Okeh, untukmu pink, nunggu lama pun ngga apa-apalah ;D

Namun seperti melihat eye contact saya dengan "si pink", dua orang pencuci pun mendekati "si pink", dan taukah apa yang mereka lakukan kepada "si pink" ? 

merekaa.... akhirnya.....

memandikan motor saya,, hahahahahaa,,, belum ada 5 menit saya menunggu, dan diantara banyaknya motor yang menunggu entah kenapa 2 pencuci motor itu mendahulukan "Si Pink" saya itu
Melihat kejadian itu saya pastinya senang,, hehehee,, tp apa yang kemudian terjadi ???

1 orang yang antri lebih dulu dari saya complaint kenapa motor saya didahulukan daripada motornya yang antri lebih dulu.. ohhhh NO !!!

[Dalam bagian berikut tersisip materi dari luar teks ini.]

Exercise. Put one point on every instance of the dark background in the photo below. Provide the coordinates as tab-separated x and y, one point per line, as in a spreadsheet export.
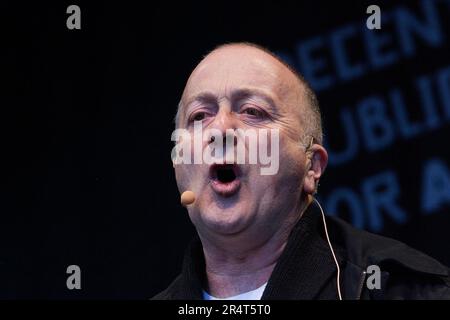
86	118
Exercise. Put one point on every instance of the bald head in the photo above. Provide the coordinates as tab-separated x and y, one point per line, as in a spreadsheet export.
260	62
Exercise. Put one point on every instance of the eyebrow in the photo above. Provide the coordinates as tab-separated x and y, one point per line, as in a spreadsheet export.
238	94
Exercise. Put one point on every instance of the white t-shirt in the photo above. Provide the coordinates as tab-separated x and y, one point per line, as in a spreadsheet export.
250	295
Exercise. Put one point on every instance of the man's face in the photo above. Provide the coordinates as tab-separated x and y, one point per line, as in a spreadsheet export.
241	87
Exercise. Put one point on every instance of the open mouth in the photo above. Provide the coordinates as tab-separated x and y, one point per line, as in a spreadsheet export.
225	179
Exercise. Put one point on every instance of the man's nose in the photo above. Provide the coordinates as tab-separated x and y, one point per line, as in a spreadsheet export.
224	120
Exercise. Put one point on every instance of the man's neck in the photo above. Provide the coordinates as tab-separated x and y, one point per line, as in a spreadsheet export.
233	268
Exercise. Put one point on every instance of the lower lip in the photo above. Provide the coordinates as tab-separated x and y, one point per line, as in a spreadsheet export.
226	189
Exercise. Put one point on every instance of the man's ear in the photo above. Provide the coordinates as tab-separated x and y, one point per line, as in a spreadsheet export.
316	162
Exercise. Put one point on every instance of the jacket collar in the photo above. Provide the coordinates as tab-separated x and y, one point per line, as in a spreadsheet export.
304	268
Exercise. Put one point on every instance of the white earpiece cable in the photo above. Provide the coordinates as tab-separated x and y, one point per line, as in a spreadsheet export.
332	251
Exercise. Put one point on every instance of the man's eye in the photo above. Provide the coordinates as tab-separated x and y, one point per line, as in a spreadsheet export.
253	112
199	116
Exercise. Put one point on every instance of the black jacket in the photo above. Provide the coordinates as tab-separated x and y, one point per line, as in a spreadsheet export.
306	268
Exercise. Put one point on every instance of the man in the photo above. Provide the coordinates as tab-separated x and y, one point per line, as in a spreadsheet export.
263	236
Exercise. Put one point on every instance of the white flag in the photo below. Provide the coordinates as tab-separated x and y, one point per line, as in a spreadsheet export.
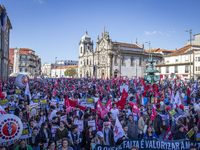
27	92
118	130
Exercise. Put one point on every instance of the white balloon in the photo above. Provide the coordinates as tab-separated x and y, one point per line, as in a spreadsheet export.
21	81
11	129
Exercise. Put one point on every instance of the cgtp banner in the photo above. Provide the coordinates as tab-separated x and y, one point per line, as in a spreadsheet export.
150	144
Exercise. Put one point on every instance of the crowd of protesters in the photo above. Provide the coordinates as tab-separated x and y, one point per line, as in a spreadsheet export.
136	122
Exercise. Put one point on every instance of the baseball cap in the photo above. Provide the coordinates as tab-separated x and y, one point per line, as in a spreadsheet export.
100	133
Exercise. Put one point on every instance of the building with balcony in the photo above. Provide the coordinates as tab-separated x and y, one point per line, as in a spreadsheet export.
180	61
25	62
59	71
46	69
5	27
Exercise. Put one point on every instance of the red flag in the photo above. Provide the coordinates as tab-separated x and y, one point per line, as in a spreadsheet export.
68	108
136	109
153	114
168	135
107	109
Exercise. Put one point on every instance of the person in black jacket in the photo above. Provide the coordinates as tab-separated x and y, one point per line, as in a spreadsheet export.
34	140
180	134
45	134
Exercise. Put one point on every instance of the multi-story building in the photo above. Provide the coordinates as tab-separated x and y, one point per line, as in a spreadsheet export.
112	58
46	69
5	27
25	62
66	62
179	63
59	71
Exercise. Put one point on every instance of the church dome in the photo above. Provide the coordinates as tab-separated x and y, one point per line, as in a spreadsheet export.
86	37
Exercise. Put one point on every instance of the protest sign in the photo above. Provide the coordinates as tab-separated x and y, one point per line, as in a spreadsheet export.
80	124
150	144
174	113
4	103
190	133
152	100
36	101
25	133
198	137
53	102
53	130
63	118
12	110
33	109
18	91
89	100
186	110
45	146
92	123
43	103
125	87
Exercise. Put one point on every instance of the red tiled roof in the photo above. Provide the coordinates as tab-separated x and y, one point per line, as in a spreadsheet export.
181	50
126	45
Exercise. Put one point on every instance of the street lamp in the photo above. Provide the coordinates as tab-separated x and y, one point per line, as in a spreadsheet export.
190	32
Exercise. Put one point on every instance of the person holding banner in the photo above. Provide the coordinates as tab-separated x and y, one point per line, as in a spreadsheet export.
23	145
180	134
61	132
65	145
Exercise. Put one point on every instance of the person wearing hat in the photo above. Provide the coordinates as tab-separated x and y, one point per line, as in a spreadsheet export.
180	134
98	139
141	123
19	108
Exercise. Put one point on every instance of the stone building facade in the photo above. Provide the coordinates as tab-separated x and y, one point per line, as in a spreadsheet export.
112	58
4	43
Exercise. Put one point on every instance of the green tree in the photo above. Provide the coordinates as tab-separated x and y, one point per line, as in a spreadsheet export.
70	72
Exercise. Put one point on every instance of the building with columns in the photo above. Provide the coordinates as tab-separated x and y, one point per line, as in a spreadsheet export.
112	58
4	43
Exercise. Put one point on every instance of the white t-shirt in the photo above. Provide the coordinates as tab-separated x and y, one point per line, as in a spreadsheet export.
114	112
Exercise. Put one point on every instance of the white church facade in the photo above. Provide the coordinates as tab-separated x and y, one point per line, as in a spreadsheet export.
112	58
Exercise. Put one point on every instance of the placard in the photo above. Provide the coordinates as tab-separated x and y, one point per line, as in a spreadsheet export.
33	109
198	137
18	91
190	133
63	118
92	123
25	133
4	103
53	102
80	124
53	130
152	100
89	100
12	110
186	110
43	103
36	101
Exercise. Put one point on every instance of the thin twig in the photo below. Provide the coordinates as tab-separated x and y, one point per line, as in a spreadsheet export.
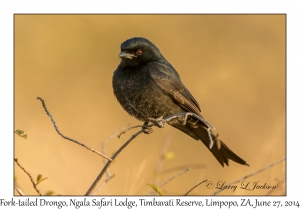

motor orang itu pun langsung dihandle oleh pencuci yang lain yg sudah free dan saya juga heran mengapa motor saya dicuci oleh 2 orang padahal masih banyak motor2 lain yang belum di cuci, dan biasanya selalu hanya 1 orang mencuci 1 motor, 

setelah itu ada lagi orang yg lain yang juga sudah antri (kelamaan antri malah kayanya), sampai harus membawa pulang motornya keluar dari pencucian motor tanpa perubahan, masih kotor tepatnya.. hmm jadi gimana gitu perasaan saya.. 

sambil menunggu motor saya selesai dicuci, saya melihat semua orang yang pakaiannya basah itu sedang sibuk mencuci kendaraan yang bukan milik mereka, kendaraan milik orang-orang yang sedang duduk di kursi menunggu, 

adik saya "si memboth" ngomong ke saya "ka...mereka apa ngga masuk angin ya, basah-basahan dari pagi sampai malam gini?"

saya menjawab : "ya mau gimana lagi, memang begitu pekerjaan mereka"

lalu kami berdua melihat "pencuci" yang sedang mencuci mobil seorang diri, pencuci ini sudah tua tp paling cekatan dan telaten kerjanya dari pada pencuci lainnya.. 

saya dan adik saya mengerti yang dia lakukan pasti karna ingin melakukan yang terbaik disetiap kendaraan yang dicuci, ingin melihat kepuasan diwajah pemilik kendaraan, dan mungkin karena dia ingin mendapat "tambahan" dari pemilik kendaraan, menurut saya itu wajar,, usaha untuk bisa menambah pendapatannya dia lakukan dengan mencuci dan membersihkan kendaraan dengan sebaik-baiknya bukan dengan hal-hal negative,, dengan badannya yang kurus,, kulitnya yang keriput krn sudah tua dan kena air sepanjang hari,, saya dan adik saya ngga tega melihat bapak yang tua itu .. lalu adik saya ngomong lagi ke saya..
"emang sih ka ngga tega lihatnya, tapi bapak itu jauh lebih terhormat daripada mereka yang jadi pengemis, minta-minta di pinggir jalan" dan saya jadi kepikiran Firman Tuhan yang dibawakan bapa digereja minggu pagi, bapa bilang "jangan pernah para kepala keluarga melakukan pekerjaan yang menyimpang dari Firman Tuhan hanya untuk mencukupi kebutuhan anak dan istrinya, seperti : korupsi dll,, karena hal itu sama saja si kepala keluarga memberikan Roti Perkabungan bagi anaknya, sehingga anaknya akan hidup dalam perkabungan seumur hidupnya, serem kan ...  semua jadi sia-sia klo sudah menyimpang..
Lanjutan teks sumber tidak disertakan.